Replicant create queue still has 10 segments and gets stuck after 15+ runs

Hey, I added third historical node, and kept replication factor at 2, rebalancing finished successfully, but now I’m still getting these errors :

2017-11-01T15:01:42,552 ERROR [Coordinator-Exec–0] io.druid.server.coordinator.ReplicationThrottler - [_default_tier]: Replicant create queue stuck after 15+ runs!: {class=io.druid.server.coordinator.ReplicationThrottler, segments=[gwiq-p_2017-10-28T14:00:00.000Z_2017-10-28T15:00:00.000Z_2017-10-28T17:36:32.581Z ON 172.31.7.89:8083, gwiq-p_2017-10-28T09:00:00.000Z_2017-10-28T10:00:00.000Z_2017-10-28T12:33:44.415Z ON 172.31.7.89:8083, gwiq-p_2017-10-28T12:00:00.000Z_2017-10-28T13:00:00.000Z_2017-10-28T15:35:45.717Z ON 172.31.7.89:8083, gwiq-p_2017-10-28T06:00:00.000Z_2017-10-28T07:00:00.000Z_2017-10-28T09:34:44.547Z ON 172.31.7.89:8083, gwiq-p_2017-10-28T05:00:00.000Z_2017-10-28T06:00:00.000Z_2017-10-28T08:30:09.589Z ON 172.31.7.89:8083, gwiq-p_2017-10-28T07:00:00.000Z_2017-10-28T08:00:00.000Z_2017-10-28T10:34:23.012Z ON 172.31.7.89:8083, gwiq-p_2017-10-28T02:00:00.000Z_2017-10-28T03:00:00.000Z_2017-10-28T05:27:34.225Z ON 172.31.7.89:8083, gwiq-p_2017-10-28T04:00:00.000Z_2017-10-28T05:00:00.000Z_2017-10-28T07:28:56.744Z ON 172.31.7.89:8083, gwiq-p_2017-10-28T13:00:00.000Z_2017-10-28T14:00:00.000Z_2017-10-28T16:36:35.438Z ON 172.31.7.89:8083, gwiq-p_2017-10-28T01:00:00.000Z_2017-10-28T02:00:00.000Z_2017-10-28T04:28:19.409Z ON 172.31.7.89:8083]}

Segments seem to be dropped and assigned like in a live lock. We have 25 000 of segments, which is too much, I currently try to reduce it by druid.coordinator.merge.on

But until then I would need to solve this, is there a coordinator configuration that would prevent this live lock caused by too many segments?

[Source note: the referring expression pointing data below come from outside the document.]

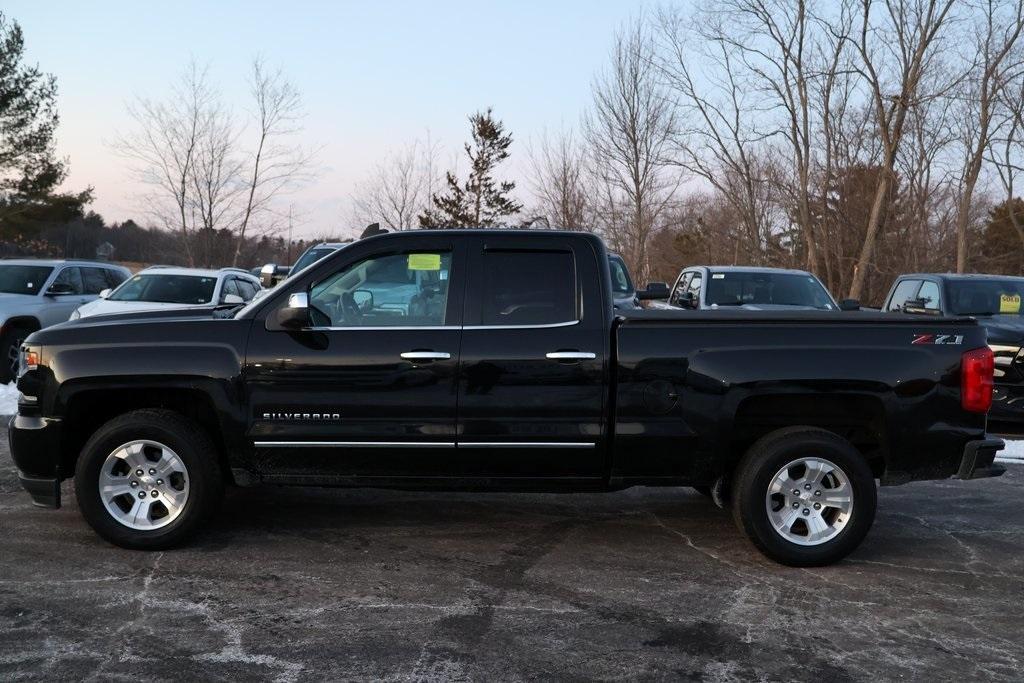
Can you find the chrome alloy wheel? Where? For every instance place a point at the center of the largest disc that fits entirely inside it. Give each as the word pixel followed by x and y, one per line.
pixel 143 484
pixel 809 501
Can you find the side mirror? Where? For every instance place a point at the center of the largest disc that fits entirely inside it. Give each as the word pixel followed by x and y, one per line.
pixel 364 299
pixel 920 307
pixel 59 289
pixel 296 314
pixel 267 274
pixel 653 291
pixel 849 304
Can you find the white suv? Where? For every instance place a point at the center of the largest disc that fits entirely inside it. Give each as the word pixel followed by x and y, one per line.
pixel 37 293
pixel 163 287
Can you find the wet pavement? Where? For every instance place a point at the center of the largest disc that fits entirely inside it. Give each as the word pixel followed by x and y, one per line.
pixel 645 584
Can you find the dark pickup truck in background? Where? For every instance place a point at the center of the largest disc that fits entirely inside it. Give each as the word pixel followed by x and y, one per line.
pixel 996 303
pixel 495 359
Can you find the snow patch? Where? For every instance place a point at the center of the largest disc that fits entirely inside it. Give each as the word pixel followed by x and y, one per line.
pixel 8 398
pixel 1014 453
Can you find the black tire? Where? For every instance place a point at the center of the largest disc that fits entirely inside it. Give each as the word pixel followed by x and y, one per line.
pixel 768 457
pixel 192 444
pixel 10 346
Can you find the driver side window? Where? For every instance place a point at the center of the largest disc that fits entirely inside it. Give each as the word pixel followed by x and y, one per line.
pixel 396 290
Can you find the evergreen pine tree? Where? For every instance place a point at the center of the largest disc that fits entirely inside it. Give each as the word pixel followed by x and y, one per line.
pixel 481 201
pixel 30 170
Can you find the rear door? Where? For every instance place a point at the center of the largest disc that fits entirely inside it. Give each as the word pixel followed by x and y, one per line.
pixel 535 354
pixel 905 290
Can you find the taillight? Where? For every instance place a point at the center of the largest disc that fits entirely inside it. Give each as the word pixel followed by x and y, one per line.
pixel 977 368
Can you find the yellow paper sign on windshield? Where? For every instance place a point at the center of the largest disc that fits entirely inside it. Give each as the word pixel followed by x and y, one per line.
pixel 424 261
pixel 1010 303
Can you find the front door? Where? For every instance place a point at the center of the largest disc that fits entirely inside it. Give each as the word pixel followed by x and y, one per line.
pixel 531 394
pixel 369 389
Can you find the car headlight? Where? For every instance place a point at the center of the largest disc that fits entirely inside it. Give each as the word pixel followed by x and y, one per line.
pixel 28 359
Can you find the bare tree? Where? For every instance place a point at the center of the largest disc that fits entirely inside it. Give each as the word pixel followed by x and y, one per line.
pixel 718 136
pixel 189 151
pixel 398 188
pixel 164 146
pixel 276 165
pixel 996 32
pixel 894 57
pixel 214 176
pixel 772 40
pixel 1007 151
pixel 559 181
pixel 628 131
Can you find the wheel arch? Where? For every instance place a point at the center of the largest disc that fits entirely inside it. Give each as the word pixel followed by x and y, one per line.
pixel 30 323
pixel 87 410
pixel 859 419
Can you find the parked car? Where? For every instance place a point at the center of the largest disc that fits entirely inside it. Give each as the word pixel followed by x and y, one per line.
pixel 38 293
pixel 710 288
pixel 623 292
pixel 164 287
pixel 495 359
pixel 995 302
pixel 271 273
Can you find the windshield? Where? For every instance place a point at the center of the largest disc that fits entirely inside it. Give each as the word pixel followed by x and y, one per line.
pixel 24 279
pixel 621 283
pixel 985 297
pixel 310 257
pixel 166 289
pixel 779 289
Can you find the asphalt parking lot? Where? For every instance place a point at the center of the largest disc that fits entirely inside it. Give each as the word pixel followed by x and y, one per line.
pixel 645 584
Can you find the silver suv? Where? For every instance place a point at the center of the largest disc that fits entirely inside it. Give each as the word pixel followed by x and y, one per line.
pixel 38 293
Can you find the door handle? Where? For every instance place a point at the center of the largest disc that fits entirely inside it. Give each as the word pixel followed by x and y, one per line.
pixel 570 355
pixel 426 355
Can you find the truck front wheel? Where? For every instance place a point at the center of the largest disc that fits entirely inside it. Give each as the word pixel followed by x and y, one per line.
pixel 147 479
pixel 804 497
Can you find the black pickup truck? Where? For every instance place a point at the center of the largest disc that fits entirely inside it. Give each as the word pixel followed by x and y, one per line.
pixel 494 359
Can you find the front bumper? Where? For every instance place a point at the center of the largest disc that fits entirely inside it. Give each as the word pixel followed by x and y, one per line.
pixel 979 460
pixel 35 446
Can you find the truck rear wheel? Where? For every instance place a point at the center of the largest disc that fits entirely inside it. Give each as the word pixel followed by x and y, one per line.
pixel 147 479
pixel 804 497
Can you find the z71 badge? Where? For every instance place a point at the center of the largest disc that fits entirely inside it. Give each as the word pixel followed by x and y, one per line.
pixel 938 339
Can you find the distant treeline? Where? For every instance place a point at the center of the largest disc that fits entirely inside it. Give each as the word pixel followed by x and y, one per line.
pixel 90 237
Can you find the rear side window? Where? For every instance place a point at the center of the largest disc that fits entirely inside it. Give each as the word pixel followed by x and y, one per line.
pixel 694 286
pixel 904 292
pixel 114 278
pixel 246 289
pixel 71 276
pixel 94 280
pixel 930 295
pixel 528 288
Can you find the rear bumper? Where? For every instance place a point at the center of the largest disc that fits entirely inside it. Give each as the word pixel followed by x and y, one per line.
pixel 35 449
pixel 978 461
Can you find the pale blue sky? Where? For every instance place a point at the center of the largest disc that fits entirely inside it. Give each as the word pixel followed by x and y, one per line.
pixel 374 75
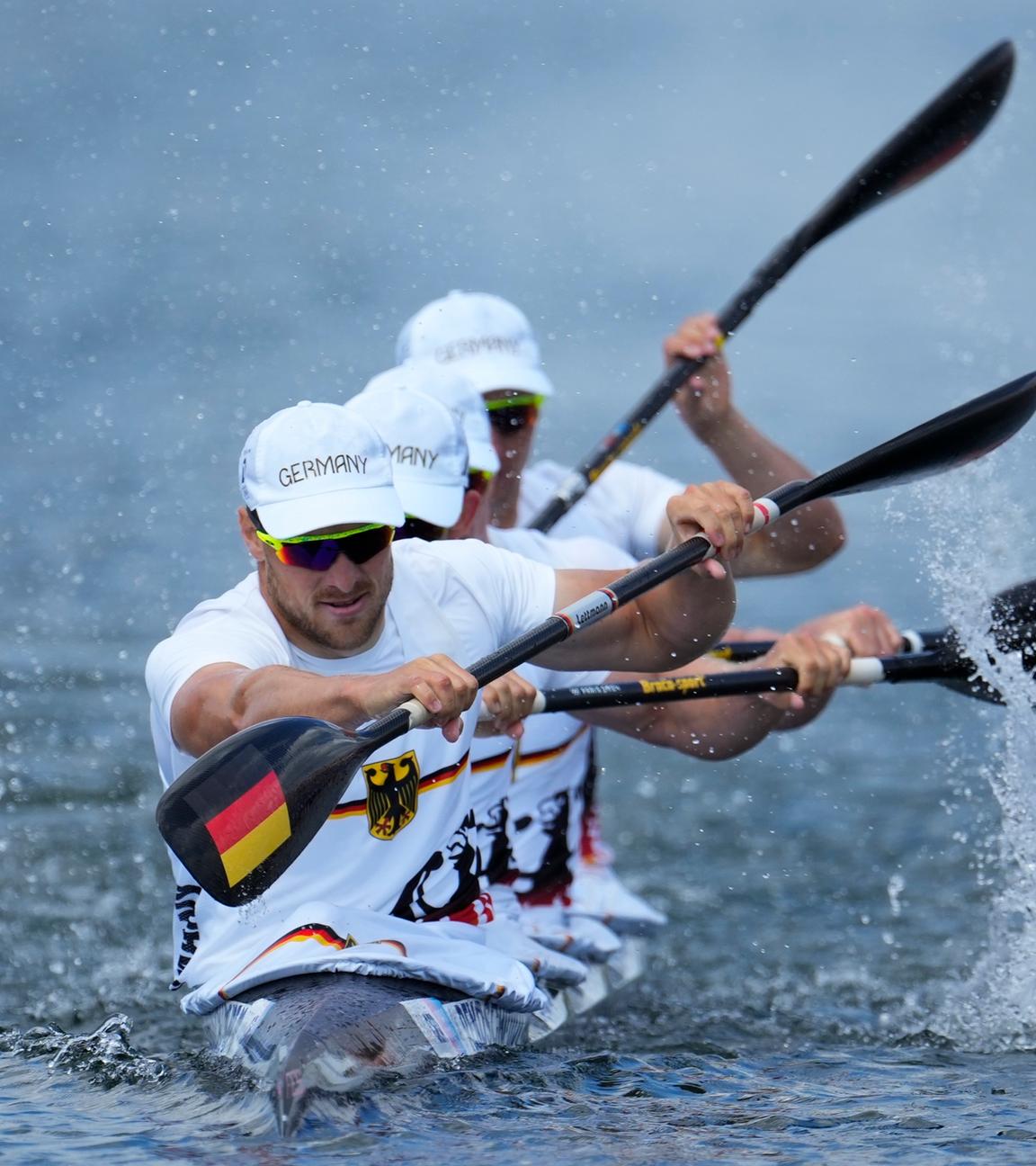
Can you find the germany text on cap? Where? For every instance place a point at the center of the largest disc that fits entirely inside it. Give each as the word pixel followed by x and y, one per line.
pixel 484 336
pixel 428 450
pixel 315 465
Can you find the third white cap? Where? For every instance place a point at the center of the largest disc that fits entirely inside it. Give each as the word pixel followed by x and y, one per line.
pixel 428 450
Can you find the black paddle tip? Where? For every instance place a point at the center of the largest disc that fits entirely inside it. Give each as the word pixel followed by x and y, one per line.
pixel 245 811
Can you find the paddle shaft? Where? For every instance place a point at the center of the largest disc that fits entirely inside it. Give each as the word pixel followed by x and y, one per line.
pixel 934 135
pixel 740 650
pixel 863 670
pixel 952 438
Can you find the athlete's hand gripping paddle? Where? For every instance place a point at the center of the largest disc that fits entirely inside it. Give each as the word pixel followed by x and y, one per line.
pixel 245 811
pixel 938 133
pixel 1012 625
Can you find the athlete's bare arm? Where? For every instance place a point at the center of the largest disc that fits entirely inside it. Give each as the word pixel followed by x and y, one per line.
pixel 749 458
pixel 223 698
pixel 676 621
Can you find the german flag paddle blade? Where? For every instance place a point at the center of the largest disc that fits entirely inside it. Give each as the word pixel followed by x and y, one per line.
pixel 243 812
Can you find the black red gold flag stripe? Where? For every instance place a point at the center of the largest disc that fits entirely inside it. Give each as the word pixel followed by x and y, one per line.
pixel 251 828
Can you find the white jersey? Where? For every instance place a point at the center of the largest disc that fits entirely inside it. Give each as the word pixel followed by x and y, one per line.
pixel 625 507
pixel 543 808
pixel 402 848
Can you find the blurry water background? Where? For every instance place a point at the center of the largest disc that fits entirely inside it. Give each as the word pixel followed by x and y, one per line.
pixel 212 212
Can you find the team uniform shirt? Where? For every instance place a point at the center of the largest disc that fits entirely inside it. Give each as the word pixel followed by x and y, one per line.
pixel 554 830
pixel 625 507
pixel 549 767
pixel 401 846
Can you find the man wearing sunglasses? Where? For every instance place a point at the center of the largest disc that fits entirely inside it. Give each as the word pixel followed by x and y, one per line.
pixel 536 793
pixel 491 343
pixel 341 623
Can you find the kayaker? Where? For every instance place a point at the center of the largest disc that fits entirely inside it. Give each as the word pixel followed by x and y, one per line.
pixel 536 799
pixel 491 343
pixel 341 624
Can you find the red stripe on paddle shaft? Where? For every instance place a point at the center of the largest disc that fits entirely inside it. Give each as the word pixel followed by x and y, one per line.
pixel 241 818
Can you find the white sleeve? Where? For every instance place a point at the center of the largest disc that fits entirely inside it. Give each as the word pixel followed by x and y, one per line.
pixel 635 497
pixel 198 642
pixel 514 593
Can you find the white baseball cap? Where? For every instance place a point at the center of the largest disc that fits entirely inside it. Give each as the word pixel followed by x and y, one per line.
pixel 448 385
pixel 483 336
pixel 315 465
pixel 428 450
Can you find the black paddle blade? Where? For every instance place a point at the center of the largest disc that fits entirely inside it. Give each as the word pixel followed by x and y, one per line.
pixel 245 811
pixel 1013 629
pixel 974 686
pixel 1013 621
pixel 938 133
pixel 942 444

Which version are you on? Later versions have a lot of improvements related to better handling larger numbers of segments. So if you aren’t on the latest I would try upgrading and see if that helps.

We use 0.10.1, but it is the first time since we have more historicals than replication factor. So the problem is probably there.